インド全国で、銀行預金や株式、EPF、保険契約などに残された未請求資産の回収が喫緊の課題となっています。Indiatoday.inが報じたところによると、この問題は多くのインド国民に影響を与えており、その解決に向けた取り組みが強化されています。
この記事の要約
- 未請求資産は銀行預金、株式、EPF、保険などに広がり、その総額は膨大。
- 回収には特定のプロセスが必要で、各金融機関や政府機関がウェブサイトなどで情報提供。
- 手続きの複雑さや情報の不足が回収を妨げる主な要因。
インド全国で増加する未請求資産の問題
インドでは、長年にわたり、様々な金融機関に預けられたまま、所有者によって請求されていない資産が莫大な額に達しています。これには、銀行預金、株式、ミューチュアルファンド、EPF(従業員積立基金)、そして保険契約などが含まれます。これらの資産は、口座の休眠、所有者の死亡、住所変更による連絡不能など、様々な理由で未請求の状態となっています。特に、経済成長が続く中で金融サービスへのアクセスが拡大する一方で、金融リテラシーの格差や情報伝達の不備が、この問題の一因となっています。
未請求資産の種類と回収方法
未請求資産は大きく分けて、以下のカテゴリーに分類されます。
- 銀行預金: 10年以上取引のない休眠口座の残高。インド準備銀行(RBI)は、金融機関に対してこれらの資産をDPSS(預金者教育啓発基金)に移管するよう義務付けています。
- 株式・配当金: 7年以上請求がない株式や配当金は、SEBI(インド証券取引委員会)のIEPF(投資家教育保護基金)に移管されます。
- EPF(従業員積立基金): 従業員退職給付基金機構(EPFO)に預けられたまま、一定期間請求のない積立金。
- 保険契約: 保険契約者が死亡したり、満期を迎えたりしても、受取人からの請求がない保険金。IRDAI(インド保険規制開発庁)が監督しています。
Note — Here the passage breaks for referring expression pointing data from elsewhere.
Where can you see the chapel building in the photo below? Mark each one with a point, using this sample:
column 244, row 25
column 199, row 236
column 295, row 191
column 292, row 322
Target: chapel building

これらの資産を回収するためには、各関連機関が提供するウェブサイトやポータルサイトを通じて、必要な書類を提出し、申請手続きを行う必要があります。政府は手続きの簡素化に努めています。
回収手続きの複雑さと課題
未請求資産の回収プロセスは、その種類や保管期間によって異なり、しばしば複雑です。特に、故人の資産を相続人が請求する場合、遺産相続に関する法的文書の提出が求められることが多く、これが手続きをさらに難しくしています。また、多くの国民が自身の資産が未請求状態になっていることに気づいていない、あるいは手続きの方法を知らないという情報格差も大きな課題です。インド政府は、この問題に対処するため、複数の機関にまたがる情報を一元的に検索できるポータルサイトの立ち上げなど、回収を促進するための新たな取り組みを進めています。
政府と金融機関の取り組み
インド政府と金融機関は、未請求資産問題の解決に向けて積極的に動いています。インド準備銀行(RBI)は、銀行に対し、休眠口座の所有者や相続人への連絡を強化するよう指示しています。また、SEBIはIEPFを通じて、投資家への啓発活動や回収手続きの支援を行っています。これらの取り組みは、国民が自身の権利を知り、正当な資産を回収できるよう支援することを目的としています。しかし、広大な国土と多様な社会背景を持つインドにおいて、全ての国民に情報を届けることの難しさは依然として大きな課題です。
AsiaPicks View
インドにおける未請求資産の膨大さは、急速な経済発展に伴う金融システムの複雑化と、それに追いつかない個人の金融リテラシーの格差、そして行政手続きの煩雑さが複合的に絡み合った結果と言えます。特に、都市部と地方農村部の情報格差やデジタルデバイドもこの問題に拍車をかけており、未請求資産の多くが地方の経済的弱者や高齢者に属する可能性も指摘されています。政府はポータルサイトの開設などで対応を図っていますが、国民一人ひとりが自身の金融資産状況を把握し、定期的に確認する習慣を身につけることが、根本的な解決には不可欠です。
在住日本人の皆様も、インド国内の銀行口座や投資商品をお持ちの場合、自身の資産状況を定期的に確認することが重要です。特に、長期滞在や帰国を控えている方は、口座の休眠状態や連絡先の更新に注意し、万が一の事態に備えて、家族や信頼できる人に資産情報を共有しておくことをお勧めします。インドの金融機関は手続きに時間がかかることが多いため、早めの情報収集と対応が、予期せぬ資産喪失のリスクを避けるための鍵となります。